Wolfgang Pieper, ver.di-Vorstandsmitglied, veranschaulichte anhand zahlreicher Beispiele die verloren gegangene Wertschätzung der Arbeit der Beschäftigten. So würden sogar Mitarbeiter der Straßenbauverwaltung beim Einrichten einer Baustelle angegriffen, weil sich Autofahrer dadurch eingeschränkt fühlten. Eine mangelhafte Personalausstattung verschärfe zudem die Gefahren für die Beschäftigten. Diese These erfuhr durch eine Wortmeldung aus dem Publikum in doppelter Hinsicht Bestätigung. So würden betroffene Beschäftigte häufig ein zweites Mal Opfer weil Staatsanwaltschaften die Verfahren gegen die Täter einstellten. Pfeiffer konnte daraufhin von einer Umfrage bei Staatsanwaltschaften berichten, wonach diese auch auf Grund der Arbeitsdichte Verfahren einstellten. Publikumsbeiträge machten zudem klar: Die beste Fortbildung nütze nichts, wenn man wegen knapper Personalbemessung keine Zeit habe, daran teilzunehmen.

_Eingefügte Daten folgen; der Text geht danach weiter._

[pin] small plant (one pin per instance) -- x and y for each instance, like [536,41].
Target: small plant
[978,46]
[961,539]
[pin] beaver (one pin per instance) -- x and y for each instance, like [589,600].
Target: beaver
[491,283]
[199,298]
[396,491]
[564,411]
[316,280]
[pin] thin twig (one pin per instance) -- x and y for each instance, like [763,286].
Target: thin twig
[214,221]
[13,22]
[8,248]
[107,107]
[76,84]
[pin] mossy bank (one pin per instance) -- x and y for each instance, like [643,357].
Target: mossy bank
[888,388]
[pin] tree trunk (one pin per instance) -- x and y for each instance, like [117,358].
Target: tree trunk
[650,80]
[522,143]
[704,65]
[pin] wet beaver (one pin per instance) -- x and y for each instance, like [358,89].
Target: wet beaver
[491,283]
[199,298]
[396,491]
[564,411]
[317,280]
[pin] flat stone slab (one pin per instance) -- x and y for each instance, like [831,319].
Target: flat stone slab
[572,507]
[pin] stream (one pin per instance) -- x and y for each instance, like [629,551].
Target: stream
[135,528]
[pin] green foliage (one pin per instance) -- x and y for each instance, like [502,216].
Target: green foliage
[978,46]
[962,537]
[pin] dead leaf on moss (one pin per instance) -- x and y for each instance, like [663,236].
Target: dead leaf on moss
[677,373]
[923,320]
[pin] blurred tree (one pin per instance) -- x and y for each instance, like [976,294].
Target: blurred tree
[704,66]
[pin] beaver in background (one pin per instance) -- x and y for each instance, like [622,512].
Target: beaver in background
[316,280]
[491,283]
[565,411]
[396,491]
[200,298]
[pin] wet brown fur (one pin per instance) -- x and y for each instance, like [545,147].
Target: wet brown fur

Forderungen: Das ist zu tun

Aus den Vorträgen und der Diskussion ergaben sich folgende Forderungen:

-statistische Erfassung auch über den Bereich Polizei-, Rettungs- und Feuerwehrkräfte hinaus

-alle Vorfälle zur Anzeige bringen

-Unterstützung durch Vorgesetzte und Nachbetreuung

-angemessene Personalausstattung des öffentlichen Dienstes

-Aus- und Fortbildung zum Thema

-gesamtgesellschaftlicher Wertedialog notwendig

DGB-Vize Elke Hannack forderte die Dienstherren auf, den Rechtsanspruch der Beschäftigten auf eine Gefährdungsbeurteilung ihres Arbeitsplatzes auch tatsächlich umzusetzen und ihrer Fürsorgepflicht nachzukommen. Der DGB werde das Thema weiter im Blick haben.